Bitcoin's mining difficulty has increased by 9.95% after the latest adjustment, according to an update posted Friday on BTC.com.
More machines have been coming online, likely due in part to the recent rally in bitcoin prices, combined with declining power costs, which have provided some much-needed relief for struggling miners.
Mining difficulty refers to the complexity of the computational process used in mining, and it adjusts about every two weeks (or every 2,016 blocks) in sync with the network's hashrate.
The network's global hashrate temporarily jumped over 320 EH/s this week, according to data compiled by The Block Research.
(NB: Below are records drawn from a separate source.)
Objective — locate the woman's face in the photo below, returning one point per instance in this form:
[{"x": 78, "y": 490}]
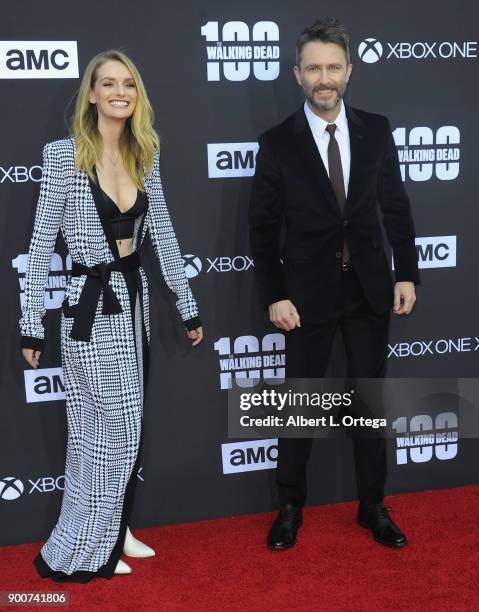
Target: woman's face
[{"x": 114, "y": 92}]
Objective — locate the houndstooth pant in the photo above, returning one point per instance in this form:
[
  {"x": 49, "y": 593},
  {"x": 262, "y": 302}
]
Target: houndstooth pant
[{"x": 104, "y": 444}]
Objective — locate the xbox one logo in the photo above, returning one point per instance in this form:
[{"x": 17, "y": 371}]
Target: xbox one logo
[
  {"x": 193, "y": 265},
  {"x": 10, "y": 488},
  {"x": 370, "y": 50}
]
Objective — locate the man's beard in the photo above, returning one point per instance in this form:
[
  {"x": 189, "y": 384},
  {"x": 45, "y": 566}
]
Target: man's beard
[{"x": 327, "y": 105}]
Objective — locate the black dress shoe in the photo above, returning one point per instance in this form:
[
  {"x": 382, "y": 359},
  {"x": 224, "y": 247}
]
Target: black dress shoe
[
  {"x": 376, "y": 518},
  {"x": 282, "y": 534}
]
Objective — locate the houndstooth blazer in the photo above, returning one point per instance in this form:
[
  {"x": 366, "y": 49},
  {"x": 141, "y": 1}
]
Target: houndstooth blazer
[{"x": 66, "y": 202}]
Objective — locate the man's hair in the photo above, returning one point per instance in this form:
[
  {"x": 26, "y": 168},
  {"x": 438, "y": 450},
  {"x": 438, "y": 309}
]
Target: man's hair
[{"x": 324, "y": 30}]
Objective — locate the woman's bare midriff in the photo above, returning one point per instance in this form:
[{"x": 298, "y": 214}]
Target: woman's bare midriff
[{"x": 124, "y": 248}]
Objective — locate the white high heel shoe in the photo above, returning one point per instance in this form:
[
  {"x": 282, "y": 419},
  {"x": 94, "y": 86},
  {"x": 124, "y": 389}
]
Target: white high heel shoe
[
  {"x": 122, "y": 568},
  {"x": 134, "y": 548}
]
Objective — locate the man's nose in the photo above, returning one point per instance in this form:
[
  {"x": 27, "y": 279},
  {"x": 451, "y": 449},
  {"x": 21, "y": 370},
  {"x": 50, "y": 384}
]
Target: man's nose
[{"x": 323, "y": 76}]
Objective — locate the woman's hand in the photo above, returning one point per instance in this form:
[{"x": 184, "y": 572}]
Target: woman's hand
[
  {"x": 32, "y": 356},
  {"x": 196, "y": 335}
]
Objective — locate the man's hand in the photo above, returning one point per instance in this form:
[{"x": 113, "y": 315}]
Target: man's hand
[
  {"x": 284, "y": 315},
  {"x": 196, "y": 335},
  {"x": 404, "y": 297},
  {"x": 32, "y": 356}
]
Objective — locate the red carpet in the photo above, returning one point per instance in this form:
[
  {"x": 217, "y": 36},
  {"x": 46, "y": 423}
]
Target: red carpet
[{"x": 336, "y": 565}]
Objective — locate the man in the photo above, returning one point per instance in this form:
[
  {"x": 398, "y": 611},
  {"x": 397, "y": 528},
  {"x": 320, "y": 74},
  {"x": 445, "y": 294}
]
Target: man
[{"x": 322, "y": 172}]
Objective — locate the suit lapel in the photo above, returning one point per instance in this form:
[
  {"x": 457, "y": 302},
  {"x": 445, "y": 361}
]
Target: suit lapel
[
  {"x": 358, "y": 151},
  {"x": 312, "y": 159}
]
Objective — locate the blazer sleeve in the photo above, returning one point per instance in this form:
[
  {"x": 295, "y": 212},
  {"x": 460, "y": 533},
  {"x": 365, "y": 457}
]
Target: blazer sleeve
[
  {"x": 265, "y": 216},
  {"x": 396, "y": 209},
  {"x": 168, "y": 252},
  {"x": 48, "y": 215}
]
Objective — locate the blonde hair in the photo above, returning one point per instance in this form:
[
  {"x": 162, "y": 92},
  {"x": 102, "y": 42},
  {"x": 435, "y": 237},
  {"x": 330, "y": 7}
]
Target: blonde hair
[{"x": 139, "y": 138}]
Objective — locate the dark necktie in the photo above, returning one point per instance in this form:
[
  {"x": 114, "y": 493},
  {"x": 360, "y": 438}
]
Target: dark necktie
[{"x": 336, "y": 176}]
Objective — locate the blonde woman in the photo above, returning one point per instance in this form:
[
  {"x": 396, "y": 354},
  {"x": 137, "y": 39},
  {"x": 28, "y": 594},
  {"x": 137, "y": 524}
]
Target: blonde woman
[{"x": 102, "y": 188}]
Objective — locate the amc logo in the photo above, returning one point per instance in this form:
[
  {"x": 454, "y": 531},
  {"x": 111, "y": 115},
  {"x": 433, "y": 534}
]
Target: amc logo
[
  {"x": 249, "y": 456},
  {"x": 38, "y": 59},
  {"x": 231, "y": 159},
  {"x": 436, "y": 252}
]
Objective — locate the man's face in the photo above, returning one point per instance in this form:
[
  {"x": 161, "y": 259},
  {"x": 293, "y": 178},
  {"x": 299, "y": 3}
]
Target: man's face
[{"x": 323, "y": 74}]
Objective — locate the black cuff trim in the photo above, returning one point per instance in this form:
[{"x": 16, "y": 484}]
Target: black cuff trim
[
  {"x": 193, "y": 323},
  {"x": 37, "y": 344}
]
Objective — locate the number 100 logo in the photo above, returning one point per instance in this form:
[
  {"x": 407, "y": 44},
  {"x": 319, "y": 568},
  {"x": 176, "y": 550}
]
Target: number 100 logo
[{"x": 236, "y": 50}]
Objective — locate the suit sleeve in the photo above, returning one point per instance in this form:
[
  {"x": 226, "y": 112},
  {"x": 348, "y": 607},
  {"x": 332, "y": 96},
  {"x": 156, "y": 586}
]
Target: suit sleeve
[
  {"x": 397, "y": 217},
  {"x": 167, "y": 250},
  {"x": 265, "y": 219},
  {"x": 47, "y": 221}
]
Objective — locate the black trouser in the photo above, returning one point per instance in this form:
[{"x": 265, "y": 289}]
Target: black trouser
[{"x": 365, "y": 336}]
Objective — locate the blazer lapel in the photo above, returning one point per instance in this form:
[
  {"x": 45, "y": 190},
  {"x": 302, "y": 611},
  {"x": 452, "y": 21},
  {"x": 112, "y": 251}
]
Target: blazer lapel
[
  {"x": 105, "y": 222},
  {"x": 312, "y": 159},
  {"x": 358, "y": 152}
]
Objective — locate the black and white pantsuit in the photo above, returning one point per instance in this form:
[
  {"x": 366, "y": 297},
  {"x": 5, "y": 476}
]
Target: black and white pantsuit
[{"x": 105, "y": 333}]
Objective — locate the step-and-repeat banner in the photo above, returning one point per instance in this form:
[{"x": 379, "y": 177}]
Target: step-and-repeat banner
[{"x": 218, "y": 74}]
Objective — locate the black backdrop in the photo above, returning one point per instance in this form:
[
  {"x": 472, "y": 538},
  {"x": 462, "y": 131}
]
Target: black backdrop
[{"x": 424, "y": 78}]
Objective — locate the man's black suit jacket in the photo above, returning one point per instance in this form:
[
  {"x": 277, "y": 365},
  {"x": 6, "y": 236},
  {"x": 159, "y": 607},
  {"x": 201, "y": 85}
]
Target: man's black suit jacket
[{"x": 291, "y": 184}]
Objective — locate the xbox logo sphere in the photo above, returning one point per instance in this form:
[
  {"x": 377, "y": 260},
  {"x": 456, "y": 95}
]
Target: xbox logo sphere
[
  {"x": 193, "y": 265},
  {"x": 10, "y": 488},
  {"x": 370, "y": 50}
]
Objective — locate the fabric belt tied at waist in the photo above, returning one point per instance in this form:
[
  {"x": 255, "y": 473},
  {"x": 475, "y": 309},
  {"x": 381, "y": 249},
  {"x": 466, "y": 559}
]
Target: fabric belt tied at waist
[{"x": 96, "y": 282}]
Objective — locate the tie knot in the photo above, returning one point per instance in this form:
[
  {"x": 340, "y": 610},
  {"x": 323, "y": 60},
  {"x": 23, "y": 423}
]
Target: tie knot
[{"x": 331, "y": 128}]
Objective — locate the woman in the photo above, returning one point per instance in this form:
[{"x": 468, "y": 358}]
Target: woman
[{"x": 102, "y": 188}]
"Network hashrate continues to march upwards, as more efficient machines come to market, electricity rates fall, infrastructure gets built out and mining economics improve with Bitcoin price and ordinal transaction fees," Luxor COO Ethan Vera said.
More competition
Even as miners benefit from improved economics, they will likely be offset by increased difficulty, which has jumped for the third time this year.
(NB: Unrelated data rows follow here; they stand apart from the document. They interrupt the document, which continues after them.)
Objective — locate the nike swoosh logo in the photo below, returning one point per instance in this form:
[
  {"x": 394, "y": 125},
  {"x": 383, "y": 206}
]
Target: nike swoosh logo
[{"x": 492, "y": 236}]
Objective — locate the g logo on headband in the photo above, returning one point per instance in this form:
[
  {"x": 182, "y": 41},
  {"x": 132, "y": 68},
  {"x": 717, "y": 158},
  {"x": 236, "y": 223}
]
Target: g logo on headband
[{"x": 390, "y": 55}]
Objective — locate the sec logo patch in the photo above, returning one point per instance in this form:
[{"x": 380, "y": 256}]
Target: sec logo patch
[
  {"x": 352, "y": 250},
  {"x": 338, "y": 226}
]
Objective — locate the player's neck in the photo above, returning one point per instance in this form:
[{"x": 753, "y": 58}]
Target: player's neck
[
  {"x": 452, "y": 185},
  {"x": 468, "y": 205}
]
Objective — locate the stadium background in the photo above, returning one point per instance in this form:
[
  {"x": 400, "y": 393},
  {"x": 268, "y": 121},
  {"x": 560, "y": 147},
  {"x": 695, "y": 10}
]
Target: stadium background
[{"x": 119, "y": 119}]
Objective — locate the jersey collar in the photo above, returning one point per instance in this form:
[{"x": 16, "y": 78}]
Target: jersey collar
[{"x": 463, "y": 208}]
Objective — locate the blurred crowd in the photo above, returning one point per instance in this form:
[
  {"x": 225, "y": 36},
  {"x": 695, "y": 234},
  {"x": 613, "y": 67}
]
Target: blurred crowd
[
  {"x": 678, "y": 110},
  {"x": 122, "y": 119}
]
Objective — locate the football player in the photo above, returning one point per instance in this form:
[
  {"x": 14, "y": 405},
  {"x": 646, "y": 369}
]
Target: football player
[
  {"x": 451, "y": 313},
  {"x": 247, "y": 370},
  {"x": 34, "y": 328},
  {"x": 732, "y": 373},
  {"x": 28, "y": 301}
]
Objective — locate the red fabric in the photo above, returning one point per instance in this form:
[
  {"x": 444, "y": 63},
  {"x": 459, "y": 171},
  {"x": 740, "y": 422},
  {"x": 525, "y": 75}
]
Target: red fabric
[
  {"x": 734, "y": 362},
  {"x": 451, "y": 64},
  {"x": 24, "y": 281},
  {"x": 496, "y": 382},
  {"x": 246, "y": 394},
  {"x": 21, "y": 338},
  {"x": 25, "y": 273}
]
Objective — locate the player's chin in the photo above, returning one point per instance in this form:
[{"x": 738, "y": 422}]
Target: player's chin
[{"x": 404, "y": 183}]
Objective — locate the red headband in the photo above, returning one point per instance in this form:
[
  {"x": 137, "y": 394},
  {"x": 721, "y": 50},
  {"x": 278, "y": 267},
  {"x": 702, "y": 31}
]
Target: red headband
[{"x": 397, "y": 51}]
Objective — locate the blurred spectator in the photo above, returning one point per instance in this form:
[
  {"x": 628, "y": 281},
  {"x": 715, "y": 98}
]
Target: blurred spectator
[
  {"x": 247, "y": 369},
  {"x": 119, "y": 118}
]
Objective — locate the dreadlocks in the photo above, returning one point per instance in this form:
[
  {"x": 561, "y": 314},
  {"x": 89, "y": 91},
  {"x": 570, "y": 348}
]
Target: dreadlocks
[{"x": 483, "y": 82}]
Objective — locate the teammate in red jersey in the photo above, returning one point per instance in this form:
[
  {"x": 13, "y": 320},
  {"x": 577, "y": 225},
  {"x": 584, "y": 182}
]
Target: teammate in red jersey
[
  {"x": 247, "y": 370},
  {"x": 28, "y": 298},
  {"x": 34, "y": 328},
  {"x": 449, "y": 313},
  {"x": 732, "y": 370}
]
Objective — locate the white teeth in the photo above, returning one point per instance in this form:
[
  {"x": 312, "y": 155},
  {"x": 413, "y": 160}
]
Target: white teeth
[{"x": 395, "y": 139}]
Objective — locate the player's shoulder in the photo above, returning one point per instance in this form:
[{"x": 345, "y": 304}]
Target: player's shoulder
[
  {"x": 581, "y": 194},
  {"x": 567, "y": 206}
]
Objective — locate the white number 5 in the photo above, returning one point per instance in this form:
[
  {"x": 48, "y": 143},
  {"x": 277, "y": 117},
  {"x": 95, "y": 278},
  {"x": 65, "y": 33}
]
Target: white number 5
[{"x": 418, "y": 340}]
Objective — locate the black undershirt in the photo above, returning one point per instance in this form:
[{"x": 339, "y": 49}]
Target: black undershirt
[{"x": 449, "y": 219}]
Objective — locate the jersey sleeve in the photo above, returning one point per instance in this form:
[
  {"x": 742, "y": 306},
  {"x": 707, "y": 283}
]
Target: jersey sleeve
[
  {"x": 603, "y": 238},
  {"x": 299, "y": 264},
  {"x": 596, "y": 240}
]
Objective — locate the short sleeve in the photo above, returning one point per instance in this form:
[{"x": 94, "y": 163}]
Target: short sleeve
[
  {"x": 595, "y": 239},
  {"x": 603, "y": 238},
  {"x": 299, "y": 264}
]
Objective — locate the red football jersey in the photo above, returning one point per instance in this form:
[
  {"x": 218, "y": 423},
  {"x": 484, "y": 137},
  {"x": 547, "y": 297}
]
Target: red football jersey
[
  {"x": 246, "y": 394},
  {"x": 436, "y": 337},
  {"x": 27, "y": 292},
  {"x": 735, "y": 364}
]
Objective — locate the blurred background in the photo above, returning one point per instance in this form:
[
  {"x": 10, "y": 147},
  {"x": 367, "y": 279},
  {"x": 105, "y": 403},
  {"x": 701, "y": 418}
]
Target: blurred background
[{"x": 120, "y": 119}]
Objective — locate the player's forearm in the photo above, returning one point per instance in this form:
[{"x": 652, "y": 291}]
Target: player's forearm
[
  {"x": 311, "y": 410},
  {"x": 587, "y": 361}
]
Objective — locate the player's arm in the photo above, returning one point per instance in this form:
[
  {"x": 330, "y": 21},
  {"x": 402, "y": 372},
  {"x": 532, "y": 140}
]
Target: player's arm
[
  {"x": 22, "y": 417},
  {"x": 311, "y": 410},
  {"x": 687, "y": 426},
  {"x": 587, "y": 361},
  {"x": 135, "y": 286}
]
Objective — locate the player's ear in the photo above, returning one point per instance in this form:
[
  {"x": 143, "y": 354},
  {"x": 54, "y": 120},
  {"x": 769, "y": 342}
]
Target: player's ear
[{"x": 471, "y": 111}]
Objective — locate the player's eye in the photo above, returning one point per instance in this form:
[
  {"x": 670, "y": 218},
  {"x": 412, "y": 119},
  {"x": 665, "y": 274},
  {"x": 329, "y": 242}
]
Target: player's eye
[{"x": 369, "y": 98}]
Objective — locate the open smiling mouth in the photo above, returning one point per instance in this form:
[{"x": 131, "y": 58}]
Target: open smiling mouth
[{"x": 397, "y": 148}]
"We expect hashprice to trade in a tight band of $70 to 90/PH/Day as increases in bitcoin price are offset by gains in network difficulty and the network settles at new equilibrium prices," Vera said.
Hashprice is a metric coined by Luxor that refers to revenue miners earn from a unit of hashrate over a specific timeframe.
Investment firm D.A. Davidson said in a note recently that it would remain "cautious" in light of the increased competition in the industry.
"We continue to lean on miners with low-cost power, funded growth plans, and ample liquidity to capitalize on the impending shakeout," it said.